The five stages -- denial, anger, bargaining, depression, and acceptance -- are a part of the framework...They are tools to help us frame and identify what we may be feeling. -- Elisabeth Kubler-Ross (with apologies for my edits that completely change her point)
It's not denial. I'm just selective about the reality I accept. -- Bill Watterson
IM Maryland is coming. Whether I'm ready or not. And that fact alone brings on all sorts of feelings...denial (no way, I have plenty of time), anger (get away from me, I'm so freakin' irritated), bargaining (just let me get through this workout and I'll feel a little better), depression (there's no way I'm going to make it), and acceptance (it is coming, it will happen, I will be OK).
In so many ways, I feel a lot less ready than I felt for IM Louisville last year. On the other hand, I've had some much better workouts than I had last year -- more long bikes, etc. I should feel better, but I actually feel a lot more nervous than last year. Maybe because this year has been pretty miserable -- starting with the DNF at Louisville, then the hypothermia incident in March, and as recently as dropping a drawer on my foot in August...there have been so many random things that have made me question my ability. On the other hand, and on certain days, I know I can do it. I can. It's just really hard to select those days over the dark days where I feel that I can't.

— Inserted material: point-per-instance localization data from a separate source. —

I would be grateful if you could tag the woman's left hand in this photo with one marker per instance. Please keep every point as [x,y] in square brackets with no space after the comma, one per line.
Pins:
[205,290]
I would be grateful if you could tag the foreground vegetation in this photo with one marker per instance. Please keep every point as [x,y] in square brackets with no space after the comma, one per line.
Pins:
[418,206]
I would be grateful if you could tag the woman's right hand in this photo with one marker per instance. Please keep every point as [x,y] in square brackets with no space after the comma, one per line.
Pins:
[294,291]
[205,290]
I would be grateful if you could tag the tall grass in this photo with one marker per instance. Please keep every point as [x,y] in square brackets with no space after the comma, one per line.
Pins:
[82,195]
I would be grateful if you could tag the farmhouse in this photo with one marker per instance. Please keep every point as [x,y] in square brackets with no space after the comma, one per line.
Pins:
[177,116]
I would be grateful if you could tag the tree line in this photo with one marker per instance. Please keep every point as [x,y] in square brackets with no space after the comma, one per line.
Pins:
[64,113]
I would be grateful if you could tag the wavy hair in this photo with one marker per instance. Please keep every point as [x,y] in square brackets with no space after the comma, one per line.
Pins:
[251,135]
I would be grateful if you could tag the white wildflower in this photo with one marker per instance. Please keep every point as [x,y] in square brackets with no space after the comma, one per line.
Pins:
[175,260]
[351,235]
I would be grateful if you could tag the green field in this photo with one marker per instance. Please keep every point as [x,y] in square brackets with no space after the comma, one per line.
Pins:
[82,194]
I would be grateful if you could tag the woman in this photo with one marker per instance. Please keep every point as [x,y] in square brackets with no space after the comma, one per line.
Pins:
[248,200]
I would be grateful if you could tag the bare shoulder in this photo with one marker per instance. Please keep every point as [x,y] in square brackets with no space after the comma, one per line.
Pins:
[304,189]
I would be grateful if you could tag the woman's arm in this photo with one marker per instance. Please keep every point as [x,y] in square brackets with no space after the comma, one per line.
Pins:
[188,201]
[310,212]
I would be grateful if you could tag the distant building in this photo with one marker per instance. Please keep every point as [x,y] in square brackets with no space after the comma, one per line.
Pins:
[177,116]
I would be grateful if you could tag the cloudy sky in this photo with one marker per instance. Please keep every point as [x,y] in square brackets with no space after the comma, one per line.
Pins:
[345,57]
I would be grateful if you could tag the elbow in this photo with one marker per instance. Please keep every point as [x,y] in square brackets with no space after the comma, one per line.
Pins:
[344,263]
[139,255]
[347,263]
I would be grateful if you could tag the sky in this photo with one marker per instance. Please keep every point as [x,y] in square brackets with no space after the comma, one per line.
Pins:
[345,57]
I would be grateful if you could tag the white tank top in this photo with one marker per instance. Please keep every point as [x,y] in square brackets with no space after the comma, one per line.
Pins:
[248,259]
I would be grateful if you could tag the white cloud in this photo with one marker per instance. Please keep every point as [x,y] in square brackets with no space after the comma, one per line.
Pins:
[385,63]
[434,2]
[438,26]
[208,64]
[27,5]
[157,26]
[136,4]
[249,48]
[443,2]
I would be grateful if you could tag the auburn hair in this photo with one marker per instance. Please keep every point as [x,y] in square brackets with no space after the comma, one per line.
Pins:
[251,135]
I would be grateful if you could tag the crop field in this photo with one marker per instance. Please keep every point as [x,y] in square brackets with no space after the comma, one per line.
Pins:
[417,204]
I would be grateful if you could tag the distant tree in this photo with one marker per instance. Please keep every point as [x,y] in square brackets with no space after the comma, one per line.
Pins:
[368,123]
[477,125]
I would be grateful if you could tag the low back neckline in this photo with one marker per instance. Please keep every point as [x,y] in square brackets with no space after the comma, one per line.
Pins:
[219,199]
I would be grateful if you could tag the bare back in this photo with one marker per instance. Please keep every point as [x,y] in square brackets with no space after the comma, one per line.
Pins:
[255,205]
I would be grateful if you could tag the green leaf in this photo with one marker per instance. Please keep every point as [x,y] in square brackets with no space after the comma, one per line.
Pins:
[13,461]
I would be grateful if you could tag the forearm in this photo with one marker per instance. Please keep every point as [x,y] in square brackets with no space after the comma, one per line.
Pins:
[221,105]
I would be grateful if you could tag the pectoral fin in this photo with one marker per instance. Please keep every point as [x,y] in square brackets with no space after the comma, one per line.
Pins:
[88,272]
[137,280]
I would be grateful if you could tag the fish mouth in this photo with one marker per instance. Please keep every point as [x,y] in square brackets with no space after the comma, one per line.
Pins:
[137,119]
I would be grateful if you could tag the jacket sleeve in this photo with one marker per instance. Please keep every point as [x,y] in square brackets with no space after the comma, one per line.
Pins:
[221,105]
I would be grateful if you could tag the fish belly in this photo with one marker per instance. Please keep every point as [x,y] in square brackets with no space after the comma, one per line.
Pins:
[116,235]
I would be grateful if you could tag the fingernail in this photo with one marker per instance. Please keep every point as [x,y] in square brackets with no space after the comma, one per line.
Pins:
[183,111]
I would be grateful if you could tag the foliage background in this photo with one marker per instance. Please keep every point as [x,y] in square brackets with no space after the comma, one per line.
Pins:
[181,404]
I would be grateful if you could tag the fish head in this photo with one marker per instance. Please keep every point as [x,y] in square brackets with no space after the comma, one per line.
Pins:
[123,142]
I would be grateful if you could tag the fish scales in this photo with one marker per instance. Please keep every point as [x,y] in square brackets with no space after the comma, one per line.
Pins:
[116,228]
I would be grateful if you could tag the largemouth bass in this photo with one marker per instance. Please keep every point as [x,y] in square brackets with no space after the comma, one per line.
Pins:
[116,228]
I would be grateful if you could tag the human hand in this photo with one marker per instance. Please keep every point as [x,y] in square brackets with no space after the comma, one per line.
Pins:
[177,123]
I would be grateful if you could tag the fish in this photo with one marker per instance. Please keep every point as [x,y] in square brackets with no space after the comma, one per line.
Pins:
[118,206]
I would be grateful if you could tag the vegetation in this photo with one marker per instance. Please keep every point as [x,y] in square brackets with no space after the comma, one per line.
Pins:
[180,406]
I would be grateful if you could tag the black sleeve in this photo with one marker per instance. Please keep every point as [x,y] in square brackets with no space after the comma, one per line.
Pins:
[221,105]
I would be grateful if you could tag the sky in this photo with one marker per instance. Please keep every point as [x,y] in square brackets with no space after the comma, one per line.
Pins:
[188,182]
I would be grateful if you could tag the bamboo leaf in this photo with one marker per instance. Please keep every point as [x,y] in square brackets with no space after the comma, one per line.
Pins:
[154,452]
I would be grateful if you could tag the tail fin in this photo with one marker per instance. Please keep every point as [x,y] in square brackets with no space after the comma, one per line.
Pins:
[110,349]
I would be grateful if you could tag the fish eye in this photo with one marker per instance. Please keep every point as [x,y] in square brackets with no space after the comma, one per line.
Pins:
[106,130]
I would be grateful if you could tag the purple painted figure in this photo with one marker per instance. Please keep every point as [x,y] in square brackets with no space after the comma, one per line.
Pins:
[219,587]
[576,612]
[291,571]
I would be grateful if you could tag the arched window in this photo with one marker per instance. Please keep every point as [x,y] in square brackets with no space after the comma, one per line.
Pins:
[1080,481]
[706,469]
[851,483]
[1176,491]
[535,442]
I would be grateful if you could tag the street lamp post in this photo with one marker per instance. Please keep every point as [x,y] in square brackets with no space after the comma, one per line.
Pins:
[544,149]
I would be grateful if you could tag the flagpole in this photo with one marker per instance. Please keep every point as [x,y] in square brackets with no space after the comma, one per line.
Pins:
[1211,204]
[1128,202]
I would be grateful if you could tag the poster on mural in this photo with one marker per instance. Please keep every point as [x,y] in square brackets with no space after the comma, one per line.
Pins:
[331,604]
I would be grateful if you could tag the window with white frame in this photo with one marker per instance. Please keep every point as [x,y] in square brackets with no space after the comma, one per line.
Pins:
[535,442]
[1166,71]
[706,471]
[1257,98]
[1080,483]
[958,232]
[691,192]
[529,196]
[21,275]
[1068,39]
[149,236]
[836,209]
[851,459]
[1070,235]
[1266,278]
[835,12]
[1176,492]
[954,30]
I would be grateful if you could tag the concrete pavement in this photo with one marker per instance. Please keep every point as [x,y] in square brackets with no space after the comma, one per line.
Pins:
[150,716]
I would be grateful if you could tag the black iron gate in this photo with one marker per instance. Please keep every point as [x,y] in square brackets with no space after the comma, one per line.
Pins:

Part of this inability to make the positive choice could be because I'm. SO. Flippin. Tired. But that's good - I should be happy because being tired means my training is coming together. I get to rest when I taper. But I think more so that my inability to make the positive choice about my success all the time is something deeper and darker...and I only have a few weeks to get over the darkness and be ready to make the positive choice on race day. Because it will be a battle of mind over body, and I want my mind to win.